As Martin Plaut leaves the BBC, having have been working on Africa since the 1970s, he looks at the continent of his birth and says he sees a brighter future than at any time he can remember.
Johannesburg, June 1976. I was a student at university when the first reports came through of black school children clashing with police in Soweto. As the number of dead mounted we marched into town – only 50 or 60 of us at first, but joined by men and women, who poured out of offices and building sites. Within an hour we had thousands behind us.The real clashes were in Soweto itself – miles from the calm streets of downtown Johannesburg. Back at the university residence, friends were being issued with army rifles. ‘Would you shoot me?’ I asked. They didn’t answer.It is easy – looking back – to forget just how much has changed. Apartheid was still strong – very strong – back in the late 1970s. The Portuguese empire had only just collapsed. Zimbabwe was still Rhodesia. South Africans were fighting in bush wars all across the region. Friends were ‘up on the border’ as they used to say, doing military service. It seemed that the killing would never end.I left for London, working on Africa, first for the Labour Party and then the BBC. Decolonisation was still very much a live issue.Most of independent Africa was little more than a decade old. But already optimism was ebbing away.

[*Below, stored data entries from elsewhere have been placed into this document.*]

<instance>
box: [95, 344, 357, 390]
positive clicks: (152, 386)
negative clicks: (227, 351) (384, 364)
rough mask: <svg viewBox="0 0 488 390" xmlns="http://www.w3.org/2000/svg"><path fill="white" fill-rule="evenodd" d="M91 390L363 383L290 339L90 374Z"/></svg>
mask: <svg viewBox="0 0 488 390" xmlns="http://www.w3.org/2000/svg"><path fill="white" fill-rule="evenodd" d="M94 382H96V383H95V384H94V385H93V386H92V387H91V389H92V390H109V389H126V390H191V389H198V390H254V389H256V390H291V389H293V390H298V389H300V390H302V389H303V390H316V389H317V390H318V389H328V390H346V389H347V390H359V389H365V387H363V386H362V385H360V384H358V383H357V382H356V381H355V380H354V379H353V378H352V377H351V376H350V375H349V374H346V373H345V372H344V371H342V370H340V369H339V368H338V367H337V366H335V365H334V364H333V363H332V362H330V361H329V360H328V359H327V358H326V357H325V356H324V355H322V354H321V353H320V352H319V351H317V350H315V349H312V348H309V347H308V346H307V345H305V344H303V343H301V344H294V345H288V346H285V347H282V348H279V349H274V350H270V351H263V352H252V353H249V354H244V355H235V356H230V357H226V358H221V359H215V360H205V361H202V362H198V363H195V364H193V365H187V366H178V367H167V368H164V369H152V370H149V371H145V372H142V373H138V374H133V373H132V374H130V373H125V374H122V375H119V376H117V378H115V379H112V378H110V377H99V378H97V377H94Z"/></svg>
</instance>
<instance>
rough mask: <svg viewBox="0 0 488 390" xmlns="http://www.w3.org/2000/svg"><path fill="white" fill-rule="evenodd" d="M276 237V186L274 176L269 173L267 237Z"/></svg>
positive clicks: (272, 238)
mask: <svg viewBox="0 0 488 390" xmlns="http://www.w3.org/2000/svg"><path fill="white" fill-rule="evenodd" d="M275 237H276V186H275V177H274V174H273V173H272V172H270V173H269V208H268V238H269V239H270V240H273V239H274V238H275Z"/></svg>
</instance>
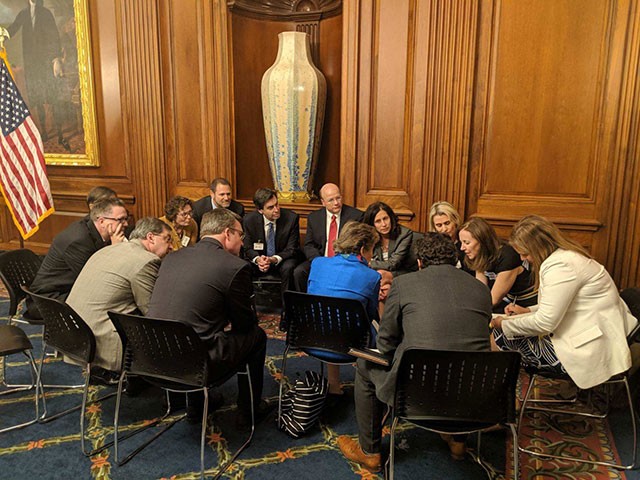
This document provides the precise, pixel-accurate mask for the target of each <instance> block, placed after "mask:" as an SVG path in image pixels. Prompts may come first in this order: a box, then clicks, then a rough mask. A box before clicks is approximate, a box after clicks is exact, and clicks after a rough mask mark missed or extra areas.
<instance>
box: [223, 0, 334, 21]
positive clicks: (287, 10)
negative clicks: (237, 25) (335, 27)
mask: <svg viewBox="0 0 640 480" xmlns="http://www.w3.org/2000/svg"><path fill="white" fill-rule="evenodd" d="M227 5H228V7H229V10H231V11H232V12H234V13H239V14H241V15H245V16H248V17H253V18H257V19H259V20H271V21H282V22H285V21H294V22H310V21H315V22H319V21H320V20H321V19H322V18H327V17H332V16H334V15H338V14H339V13H340V12H341V11H342V0H229V1H228V2H227Z"/></svg>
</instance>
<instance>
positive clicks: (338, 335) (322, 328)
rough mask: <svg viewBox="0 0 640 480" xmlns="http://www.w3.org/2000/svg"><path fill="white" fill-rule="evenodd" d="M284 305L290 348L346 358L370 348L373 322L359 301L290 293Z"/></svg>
mask: <svg viewBox="0 0 640 480" xmlns="http://www.w3.org/2000/svg"><path fill="white" fill-rule="evenodd" d="M284 304H285V315H286V320H287V322H288V325H289V327H288V330H287V344H288V345H290V346H292V347H294V348H315V349H321V350H327V351H330V352H338V353H345V354H346V353H347V352H348V351H349V348H351V347H356V348H364V347H367V346H368V345H369V339H370V337H371V322H370V320H369V317H368V315H367V312H366V310H365V309H364V306H363V305H362V303H360V302H359V301H358V300H355V299H352V298H337V297H324V296H321V295H311V294H308V293H300V292H292V291H286V292H285V293H284Z"/></svg>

Men like Congo’s Mobutu Sese Seku and Nigeria’s Sani Abacha stripped their countries bare. There were dangerous buffoons like Uganda’s Idi Amin and Bokassa of the ludicrous Central African Empire. We laughed, but they were killers. The shine had come off the brave hopes at independence.
But moving swiftly on, we find a new era at hand – and a much brighter outlook. The old deference for African leaders has been stripped away. The Organisation of African Unity is now the African Union – still weak, still shambolic, but struggling to reform itself.
It’s a long hard road and it has only just begun. But apartheid is over, colonialism is a memory and morale and optimism are on the rise. Africa has come a long way in the last 36 years.